# The super pershing



## Joe2 (May 5, 2007)

What was so super about the super Pershing anyway.


----------



## Soren (May 6, 2007)

Its loading time...


----------



## amrit (May 6, 2007)

It had a higher velocity gun, and I think, more armour.


----------



## 102first_hussars (May 6, 2007)

Wasnt it replaced by the Bulldog tank?


----------



## delcyros (May 8, 2007)

All it´s reputation relies on the gun. Other than a normal M26, the Super-Pershing has a longer barreled gun which fires super velocity projectiles. The effect in terms of pure penetration of this gun is at least comparable, probably even superior to the King Tiger´s 88cmKWKL71 performance (I have to check this).
That´s offensive draw or advantage. But unlike the King Tiger, the M26 is not balanced in protection and sensible to comparably mediocre AT-gunfire, it has, however, more mobility.


----------



## Joe2 (May 8, 2007)

I read an article about a match with a king tiger and a super-pershing. The pershing won, but only by a lucky shot in the underbelly of the Tiger.


----------



## machine shop tom (May 9, 2007)

I have a book titled (I think anyway, it's at home, I'm at work) "Deathtrap". It's written by a fellow who was head of mechanical repairs for one of the armored divisions. He tells of being involved with helping to create the Super Pershing. I will post details when I get home.

tom


----------



## Soren (May 9, 2007)

The SUper Pershing was worth nothing really - the gun was big and long, yes, however IIRC with APCBC rounds it didn't perform very well compared to the 88mm L/71 Kwk43, and the loading time was horribly slow ! As to mobility, no, the Tiger Ausf.B was even more mobile than the std. Pershing, and the Pershing, believe it or not, was even less mechanically reliable than the Tiger Ausf.B. 

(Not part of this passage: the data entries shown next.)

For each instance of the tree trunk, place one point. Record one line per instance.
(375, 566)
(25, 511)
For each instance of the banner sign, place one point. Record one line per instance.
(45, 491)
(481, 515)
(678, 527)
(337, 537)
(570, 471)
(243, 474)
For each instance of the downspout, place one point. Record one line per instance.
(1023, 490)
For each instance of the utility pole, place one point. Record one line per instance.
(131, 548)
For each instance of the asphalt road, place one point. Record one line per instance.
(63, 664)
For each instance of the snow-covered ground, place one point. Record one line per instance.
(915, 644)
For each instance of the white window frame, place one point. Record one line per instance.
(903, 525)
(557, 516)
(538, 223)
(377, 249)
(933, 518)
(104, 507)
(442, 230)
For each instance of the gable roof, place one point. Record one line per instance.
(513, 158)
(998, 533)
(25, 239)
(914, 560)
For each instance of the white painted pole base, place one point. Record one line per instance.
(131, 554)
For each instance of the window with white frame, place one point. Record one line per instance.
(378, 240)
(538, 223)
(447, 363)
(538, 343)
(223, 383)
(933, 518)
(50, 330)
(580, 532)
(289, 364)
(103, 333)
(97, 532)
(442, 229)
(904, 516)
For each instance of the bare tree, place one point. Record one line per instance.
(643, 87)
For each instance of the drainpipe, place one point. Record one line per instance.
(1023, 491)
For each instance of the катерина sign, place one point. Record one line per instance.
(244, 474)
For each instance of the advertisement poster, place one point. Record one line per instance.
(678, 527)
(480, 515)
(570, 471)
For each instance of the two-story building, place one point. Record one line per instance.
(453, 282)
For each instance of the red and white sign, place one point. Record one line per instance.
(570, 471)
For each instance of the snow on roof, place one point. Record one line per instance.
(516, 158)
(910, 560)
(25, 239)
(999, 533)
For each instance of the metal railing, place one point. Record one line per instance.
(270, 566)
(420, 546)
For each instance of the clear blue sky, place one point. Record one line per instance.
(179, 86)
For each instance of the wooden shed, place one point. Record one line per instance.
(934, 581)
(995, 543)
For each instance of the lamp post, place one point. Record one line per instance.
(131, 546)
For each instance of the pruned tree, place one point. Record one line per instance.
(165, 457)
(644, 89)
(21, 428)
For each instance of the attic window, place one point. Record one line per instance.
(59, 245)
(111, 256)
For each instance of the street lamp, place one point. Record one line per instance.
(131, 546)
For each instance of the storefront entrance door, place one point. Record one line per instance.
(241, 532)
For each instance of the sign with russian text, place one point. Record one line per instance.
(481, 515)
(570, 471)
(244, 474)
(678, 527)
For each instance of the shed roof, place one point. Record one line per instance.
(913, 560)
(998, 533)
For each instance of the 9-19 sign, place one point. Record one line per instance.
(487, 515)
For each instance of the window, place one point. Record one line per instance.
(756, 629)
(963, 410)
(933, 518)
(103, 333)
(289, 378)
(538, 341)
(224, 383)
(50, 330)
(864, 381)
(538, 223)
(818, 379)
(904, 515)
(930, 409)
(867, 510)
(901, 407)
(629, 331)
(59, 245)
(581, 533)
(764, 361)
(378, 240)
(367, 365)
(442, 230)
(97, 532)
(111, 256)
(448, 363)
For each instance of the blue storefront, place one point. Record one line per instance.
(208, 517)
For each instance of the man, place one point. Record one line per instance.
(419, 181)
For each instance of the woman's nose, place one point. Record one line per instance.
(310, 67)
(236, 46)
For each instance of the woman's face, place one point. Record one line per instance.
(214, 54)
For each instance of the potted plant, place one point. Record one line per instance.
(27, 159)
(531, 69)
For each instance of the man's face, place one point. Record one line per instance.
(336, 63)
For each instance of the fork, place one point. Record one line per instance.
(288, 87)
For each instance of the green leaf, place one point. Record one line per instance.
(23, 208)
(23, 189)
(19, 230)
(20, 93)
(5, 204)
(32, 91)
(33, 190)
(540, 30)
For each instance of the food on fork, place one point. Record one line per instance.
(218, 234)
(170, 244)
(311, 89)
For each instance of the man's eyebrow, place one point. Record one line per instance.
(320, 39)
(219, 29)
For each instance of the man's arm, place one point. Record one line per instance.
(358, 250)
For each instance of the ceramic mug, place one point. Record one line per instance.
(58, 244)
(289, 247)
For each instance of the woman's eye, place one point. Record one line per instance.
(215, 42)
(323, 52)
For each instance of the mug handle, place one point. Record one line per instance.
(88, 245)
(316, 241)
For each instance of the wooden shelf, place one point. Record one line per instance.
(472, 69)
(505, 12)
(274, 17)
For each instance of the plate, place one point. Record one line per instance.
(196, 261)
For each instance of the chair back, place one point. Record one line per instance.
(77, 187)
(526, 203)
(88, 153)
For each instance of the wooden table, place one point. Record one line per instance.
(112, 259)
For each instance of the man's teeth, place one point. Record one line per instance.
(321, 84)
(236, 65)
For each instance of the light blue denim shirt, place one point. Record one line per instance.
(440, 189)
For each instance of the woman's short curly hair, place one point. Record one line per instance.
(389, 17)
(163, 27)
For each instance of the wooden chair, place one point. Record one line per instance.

The bigger gun didn't do anything for the Pershing, it was oversize for the tank and ruined the balance.


----------



## comiso90 (May 9, 2007)

DUEL AT DESSAU
3AD's "Super Pershing" vs. Germany's "King Tiger"



Super Pershing vs. King Tiger - Dessau

The Super Pershing (aka T26E4-1) was equipped with a new long-barreled T15E1 90mm gun that was designed to out-perform the German high-velocity 88mm on the King Tiger. In testing, this new U.S. gun had successfully penetrated 8.5 inches of armor at 1,000 yards at 30 degrees. Even more remarkable, it had penetrated 13 inches of armor at 100 yards. The special 90mm ammunition had produced a muzzle velocity of 3,850 feet per second, or some 600 feet per second faster than the 88mm of the King Tiger. The new 90mm round also proved to have superior range and accuracy over the previous version.


----------



## machine shop tom (May 9, 2007)

AFAIK, there was only 1 Super Pershing made. It was basically a cobble-job just to see if it could be done.

tom


----------



## comiso90 (May 9, 2007)

machine shop tom said:


> AFAIK, there was only 1 Super Pershing made. It was basically a cobble-job just to see if it could be done.
> 
> tom



According to thr 3rd armored division wbsite, their were 2 that were shipped to europe....


----------



## machine shop tom (May 9, 2007)

The book I mentioned was "Deathtraps", by Belton Y. Cooper. Cooper served as an ordinance officer with the forward elements of the 3r Armored Division. He states that they were issued a single M26 Super Pershing, the only one shipped to the European Theater. He describes how 5 tons of armor was added to the front of the tank and 2 more were added to counter balance the long barrel and the armor that was added to the mantlet.

From the 3rd Armored Division website (www.3ad.com):

"Only two Super Pershings were ever built, and the 3AD had the only one in the European Theater - an experimental version with its remarkably long barrel. Arriving very late in the war (March, 1945), it was field tested and modified inside Germany and subsequently saw about ten days of actual combat action, beginning several days after the Battle of Paderborn and ending with the Battle of Dessau near the Elbe River."

Cooper describes how the suspension was overstressed by the modifications and that he informed the crew to watch the final drive and track system because of the added stress and the trouble it may cause. Cooper only describes one battle encounter involving the SP, but there are other accounts that describe battles with a King Tiger and a Panther.

tom


----------